Sick of waiting for Google to turn up with their Street View car, a Faroe Islands‘ inhabitant has instead employed the islands’ sheep to do the job for them. Welcome to SheepView360, the planet’s first and only (we’re fairly confident in saying) geo-spacial video project shot entirely by ovines.

The concept, which has grabbed international headlines, is the wild and woolly brainchild of Visit Faroe Islands employee Durita Dahl Andreassen, who felt that the world was ignoring the Faroes, a remote archipelago in the midst of the Atlantic Ocean, out of ignorance about what’s there. The tourism site have launched a petition to try and force the giant American multinational tech company to stop blanking them, using the hashtag #wewantgooglestreetview.

The rugged isles, which are found roughly halfway between Scotland and Iceland, are self governing, but technically form part of the Kingdon of Denmark. They’re home to a population of around 48,000 people and about 80,000 sheep, which run wild around the 18 islands. In Danish the name translates as ‘the islands of sheep’.

How appropriate, then, that the animals are now acting as ambassadors for their homeland. With the help of a local shepherd, solar-powered cameras have been mounted on special harnesses and attached to the back of five animals. While the animals munch and move around, the technology records vision and GPS co-ordinates and transmits the information back to Andreassen’s phone. She then uploads them onto Google Street View, putting the Faroe’s on the modern map.
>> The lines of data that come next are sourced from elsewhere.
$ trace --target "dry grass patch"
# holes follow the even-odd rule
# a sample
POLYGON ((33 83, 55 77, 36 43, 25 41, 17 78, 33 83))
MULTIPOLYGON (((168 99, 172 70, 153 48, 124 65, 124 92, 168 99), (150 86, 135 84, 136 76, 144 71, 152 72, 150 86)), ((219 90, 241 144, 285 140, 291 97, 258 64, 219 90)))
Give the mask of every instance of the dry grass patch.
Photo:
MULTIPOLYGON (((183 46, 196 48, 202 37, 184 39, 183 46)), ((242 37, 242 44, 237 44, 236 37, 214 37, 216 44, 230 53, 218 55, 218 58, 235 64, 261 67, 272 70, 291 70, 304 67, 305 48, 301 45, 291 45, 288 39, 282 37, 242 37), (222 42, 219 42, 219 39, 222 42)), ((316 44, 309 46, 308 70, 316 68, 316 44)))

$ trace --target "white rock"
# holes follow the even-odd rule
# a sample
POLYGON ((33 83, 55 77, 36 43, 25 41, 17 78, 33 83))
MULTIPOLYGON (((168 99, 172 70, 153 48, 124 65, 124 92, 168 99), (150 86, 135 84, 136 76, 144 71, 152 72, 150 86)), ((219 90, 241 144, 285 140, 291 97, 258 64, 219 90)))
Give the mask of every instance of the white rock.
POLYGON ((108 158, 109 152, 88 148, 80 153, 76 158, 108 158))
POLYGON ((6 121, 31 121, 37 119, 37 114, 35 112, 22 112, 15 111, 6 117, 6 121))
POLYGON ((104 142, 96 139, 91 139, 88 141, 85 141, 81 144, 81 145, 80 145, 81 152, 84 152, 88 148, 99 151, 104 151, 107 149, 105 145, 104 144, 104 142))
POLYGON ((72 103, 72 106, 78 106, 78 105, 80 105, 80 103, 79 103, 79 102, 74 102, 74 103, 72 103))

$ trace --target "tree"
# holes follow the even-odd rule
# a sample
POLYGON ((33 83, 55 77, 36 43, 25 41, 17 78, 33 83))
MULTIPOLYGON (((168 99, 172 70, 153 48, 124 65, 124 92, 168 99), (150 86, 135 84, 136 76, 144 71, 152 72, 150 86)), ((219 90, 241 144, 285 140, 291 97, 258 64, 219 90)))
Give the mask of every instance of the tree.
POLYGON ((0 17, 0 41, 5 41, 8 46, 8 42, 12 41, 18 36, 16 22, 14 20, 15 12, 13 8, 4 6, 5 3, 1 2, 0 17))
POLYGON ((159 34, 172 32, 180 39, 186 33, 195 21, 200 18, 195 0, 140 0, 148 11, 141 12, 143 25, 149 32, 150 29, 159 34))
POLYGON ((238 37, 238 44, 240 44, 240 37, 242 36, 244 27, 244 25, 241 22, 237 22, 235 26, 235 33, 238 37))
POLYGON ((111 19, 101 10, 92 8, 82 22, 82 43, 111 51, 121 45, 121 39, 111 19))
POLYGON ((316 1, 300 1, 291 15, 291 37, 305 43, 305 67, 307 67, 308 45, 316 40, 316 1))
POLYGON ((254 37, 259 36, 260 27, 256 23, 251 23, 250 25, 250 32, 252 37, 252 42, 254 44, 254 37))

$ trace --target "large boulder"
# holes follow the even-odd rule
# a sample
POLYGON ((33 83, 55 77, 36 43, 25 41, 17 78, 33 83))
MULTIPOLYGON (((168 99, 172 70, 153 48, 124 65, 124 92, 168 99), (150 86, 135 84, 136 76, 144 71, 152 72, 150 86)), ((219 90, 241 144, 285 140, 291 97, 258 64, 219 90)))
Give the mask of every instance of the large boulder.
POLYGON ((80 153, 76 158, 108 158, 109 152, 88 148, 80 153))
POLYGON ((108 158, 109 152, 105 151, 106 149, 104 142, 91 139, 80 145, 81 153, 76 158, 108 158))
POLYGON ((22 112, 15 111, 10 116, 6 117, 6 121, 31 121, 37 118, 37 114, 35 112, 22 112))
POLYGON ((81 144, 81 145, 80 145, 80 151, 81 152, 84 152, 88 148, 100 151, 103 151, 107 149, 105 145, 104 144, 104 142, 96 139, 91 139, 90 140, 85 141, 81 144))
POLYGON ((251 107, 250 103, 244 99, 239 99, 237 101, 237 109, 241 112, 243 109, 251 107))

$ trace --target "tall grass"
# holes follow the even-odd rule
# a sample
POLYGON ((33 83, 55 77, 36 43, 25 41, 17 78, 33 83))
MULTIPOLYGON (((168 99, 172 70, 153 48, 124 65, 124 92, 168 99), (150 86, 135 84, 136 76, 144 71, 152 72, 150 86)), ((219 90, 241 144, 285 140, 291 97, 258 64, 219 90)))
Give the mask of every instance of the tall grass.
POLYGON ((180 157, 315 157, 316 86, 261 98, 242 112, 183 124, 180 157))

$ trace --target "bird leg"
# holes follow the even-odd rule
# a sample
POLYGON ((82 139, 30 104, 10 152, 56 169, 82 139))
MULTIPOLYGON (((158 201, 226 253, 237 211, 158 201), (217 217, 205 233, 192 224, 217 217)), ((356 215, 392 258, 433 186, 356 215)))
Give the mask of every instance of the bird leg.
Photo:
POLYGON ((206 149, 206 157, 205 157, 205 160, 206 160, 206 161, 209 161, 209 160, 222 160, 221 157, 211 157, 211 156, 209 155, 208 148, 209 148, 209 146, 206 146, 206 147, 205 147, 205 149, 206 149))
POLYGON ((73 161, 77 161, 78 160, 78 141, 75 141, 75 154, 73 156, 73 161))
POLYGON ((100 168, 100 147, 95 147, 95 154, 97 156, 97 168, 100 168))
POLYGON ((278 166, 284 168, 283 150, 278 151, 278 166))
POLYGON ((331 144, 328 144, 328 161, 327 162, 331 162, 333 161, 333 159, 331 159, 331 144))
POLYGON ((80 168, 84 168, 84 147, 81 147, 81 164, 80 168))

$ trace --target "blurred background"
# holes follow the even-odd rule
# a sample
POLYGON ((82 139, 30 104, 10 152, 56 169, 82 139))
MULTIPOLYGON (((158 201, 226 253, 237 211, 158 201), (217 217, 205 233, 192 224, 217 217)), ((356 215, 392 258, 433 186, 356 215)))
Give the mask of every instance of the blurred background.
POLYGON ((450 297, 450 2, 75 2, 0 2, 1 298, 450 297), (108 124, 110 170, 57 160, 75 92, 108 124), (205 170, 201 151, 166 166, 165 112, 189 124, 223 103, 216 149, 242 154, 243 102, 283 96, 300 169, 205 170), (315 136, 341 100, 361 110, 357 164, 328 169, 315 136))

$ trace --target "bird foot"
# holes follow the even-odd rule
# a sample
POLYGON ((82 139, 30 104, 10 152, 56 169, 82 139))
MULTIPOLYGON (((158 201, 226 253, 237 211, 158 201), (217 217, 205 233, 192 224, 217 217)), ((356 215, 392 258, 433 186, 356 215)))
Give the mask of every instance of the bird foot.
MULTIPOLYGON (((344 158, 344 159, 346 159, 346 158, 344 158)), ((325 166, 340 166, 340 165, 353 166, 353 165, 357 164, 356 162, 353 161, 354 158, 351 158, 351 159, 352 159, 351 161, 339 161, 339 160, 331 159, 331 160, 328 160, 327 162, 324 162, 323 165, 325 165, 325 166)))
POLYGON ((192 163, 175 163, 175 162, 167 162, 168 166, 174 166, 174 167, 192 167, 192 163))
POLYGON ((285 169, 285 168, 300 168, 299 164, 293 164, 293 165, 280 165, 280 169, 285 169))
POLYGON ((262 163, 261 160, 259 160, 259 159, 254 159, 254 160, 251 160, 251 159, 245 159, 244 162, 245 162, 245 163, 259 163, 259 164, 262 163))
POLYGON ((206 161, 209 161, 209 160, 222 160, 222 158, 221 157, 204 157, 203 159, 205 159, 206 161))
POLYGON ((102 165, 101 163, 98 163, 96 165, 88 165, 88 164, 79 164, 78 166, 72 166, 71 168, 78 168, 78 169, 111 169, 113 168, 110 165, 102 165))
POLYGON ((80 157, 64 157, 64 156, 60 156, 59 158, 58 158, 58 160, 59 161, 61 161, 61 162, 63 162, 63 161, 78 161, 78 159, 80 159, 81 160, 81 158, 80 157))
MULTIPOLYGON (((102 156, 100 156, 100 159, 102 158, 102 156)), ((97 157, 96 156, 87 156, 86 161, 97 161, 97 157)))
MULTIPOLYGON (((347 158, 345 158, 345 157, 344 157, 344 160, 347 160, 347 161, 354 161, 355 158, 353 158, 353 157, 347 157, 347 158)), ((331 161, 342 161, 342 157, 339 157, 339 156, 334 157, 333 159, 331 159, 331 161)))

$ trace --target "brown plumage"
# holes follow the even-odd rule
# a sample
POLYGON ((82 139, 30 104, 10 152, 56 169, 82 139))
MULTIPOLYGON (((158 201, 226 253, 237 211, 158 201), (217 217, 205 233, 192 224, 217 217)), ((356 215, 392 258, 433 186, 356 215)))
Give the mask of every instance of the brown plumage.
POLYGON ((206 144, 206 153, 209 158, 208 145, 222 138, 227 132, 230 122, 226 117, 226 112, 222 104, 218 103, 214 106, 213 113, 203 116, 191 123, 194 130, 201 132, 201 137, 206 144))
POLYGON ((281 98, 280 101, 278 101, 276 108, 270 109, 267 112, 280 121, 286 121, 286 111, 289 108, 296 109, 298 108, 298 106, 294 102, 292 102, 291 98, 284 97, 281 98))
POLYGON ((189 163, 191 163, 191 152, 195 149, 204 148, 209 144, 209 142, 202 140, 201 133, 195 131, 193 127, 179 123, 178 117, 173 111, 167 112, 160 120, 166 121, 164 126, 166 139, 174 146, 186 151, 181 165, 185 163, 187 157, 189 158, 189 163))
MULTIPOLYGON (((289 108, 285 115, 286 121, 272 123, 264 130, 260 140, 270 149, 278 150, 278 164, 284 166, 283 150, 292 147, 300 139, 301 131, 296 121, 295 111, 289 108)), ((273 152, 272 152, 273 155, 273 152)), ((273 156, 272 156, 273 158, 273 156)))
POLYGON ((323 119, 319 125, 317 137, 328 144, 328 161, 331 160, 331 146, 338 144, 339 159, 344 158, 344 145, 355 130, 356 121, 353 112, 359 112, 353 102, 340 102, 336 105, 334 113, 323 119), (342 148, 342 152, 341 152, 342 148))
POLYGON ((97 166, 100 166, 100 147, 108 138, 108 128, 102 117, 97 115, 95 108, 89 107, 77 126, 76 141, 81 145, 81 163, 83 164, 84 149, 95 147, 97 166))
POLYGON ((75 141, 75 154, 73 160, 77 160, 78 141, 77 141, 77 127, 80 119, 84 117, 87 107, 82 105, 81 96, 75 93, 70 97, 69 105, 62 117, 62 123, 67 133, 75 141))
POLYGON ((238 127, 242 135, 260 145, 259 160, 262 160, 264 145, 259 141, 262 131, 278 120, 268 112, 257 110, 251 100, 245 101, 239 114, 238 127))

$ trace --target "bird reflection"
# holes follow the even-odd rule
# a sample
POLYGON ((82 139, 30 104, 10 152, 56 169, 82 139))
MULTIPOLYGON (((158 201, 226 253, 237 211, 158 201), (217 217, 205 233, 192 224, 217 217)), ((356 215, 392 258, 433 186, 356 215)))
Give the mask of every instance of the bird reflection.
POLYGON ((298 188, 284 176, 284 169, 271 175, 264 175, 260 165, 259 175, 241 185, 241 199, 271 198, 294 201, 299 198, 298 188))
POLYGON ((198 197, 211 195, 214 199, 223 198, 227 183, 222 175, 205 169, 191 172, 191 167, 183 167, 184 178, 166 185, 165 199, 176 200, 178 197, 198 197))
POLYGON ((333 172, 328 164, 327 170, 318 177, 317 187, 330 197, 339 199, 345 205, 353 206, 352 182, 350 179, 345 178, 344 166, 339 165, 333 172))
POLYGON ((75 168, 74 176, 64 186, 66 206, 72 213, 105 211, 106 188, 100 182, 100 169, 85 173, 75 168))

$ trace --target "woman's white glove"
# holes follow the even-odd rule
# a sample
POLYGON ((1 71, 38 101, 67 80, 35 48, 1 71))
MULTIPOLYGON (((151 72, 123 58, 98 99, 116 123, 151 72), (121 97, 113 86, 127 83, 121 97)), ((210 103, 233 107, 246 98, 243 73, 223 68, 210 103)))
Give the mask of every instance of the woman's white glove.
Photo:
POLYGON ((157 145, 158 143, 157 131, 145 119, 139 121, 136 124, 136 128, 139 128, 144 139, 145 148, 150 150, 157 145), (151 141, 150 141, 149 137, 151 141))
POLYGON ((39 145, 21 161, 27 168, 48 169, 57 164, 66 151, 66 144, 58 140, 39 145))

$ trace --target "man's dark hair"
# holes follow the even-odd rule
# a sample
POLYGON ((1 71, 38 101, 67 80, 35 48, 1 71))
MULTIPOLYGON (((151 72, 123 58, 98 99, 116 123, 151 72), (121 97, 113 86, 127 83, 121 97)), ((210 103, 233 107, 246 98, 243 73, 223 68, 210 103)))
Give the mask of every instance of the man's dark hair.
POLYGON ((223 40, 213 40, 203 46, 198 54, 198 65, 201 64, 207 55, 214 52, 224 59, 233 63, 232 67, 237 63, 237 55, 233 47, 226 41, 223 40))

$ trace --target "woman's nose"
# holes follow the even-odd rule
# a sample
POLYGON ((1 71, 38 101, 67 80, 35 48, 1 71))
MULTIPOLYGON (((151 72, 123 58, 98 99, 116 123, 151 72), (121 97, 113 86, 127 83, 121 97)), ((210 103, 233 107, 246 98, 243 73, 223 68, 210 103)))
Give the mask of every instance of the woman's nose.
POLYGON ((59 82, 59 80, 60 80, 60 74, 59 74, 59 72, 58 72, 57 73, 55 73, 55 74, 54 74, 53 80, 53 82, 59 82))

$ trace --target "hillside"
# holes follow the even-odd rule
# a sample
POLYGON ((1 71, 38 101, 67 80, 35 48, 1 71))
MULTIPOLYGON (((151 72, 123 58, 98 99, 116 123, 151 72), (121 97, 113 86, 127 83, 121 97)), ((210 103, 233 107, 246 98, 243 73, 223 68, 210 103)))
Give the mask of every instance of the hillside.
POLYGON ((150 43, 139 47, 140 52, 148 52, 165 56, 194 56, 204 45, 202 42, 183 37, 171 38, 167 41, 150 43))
Durita with one of the sheepview employees. A baaaarmy but brilliant idea.
Durita with one of the sheepview employees. A baaaarmy but brilliant idea.

‘The Faroe Islands have some of the most beautiful roads in the world,’ argues Andreassen on her blog. ‘It is impossible to describe what it feels like driving through the green valleys and up the mountains, or alongside the ocean, surrounded by steep drops and tall cliffs.’

‘But there is a problem. Unlike almost all other parts of Europe, we don’t exist on Google Street View. The Faroe Islands may be rugged and remote but this collection of 18 islands in the North Atlantic also provide some of the world’s most magical landscapes and it is time that this hidden Nordic nation is revealed to the world.

‘Taking matters into my own hands, I decided to create my own version of Street View – Sheep View 360.’

You can see the first results here. And Andreassen would like to stress that no sheep have been harmed in the making of this film.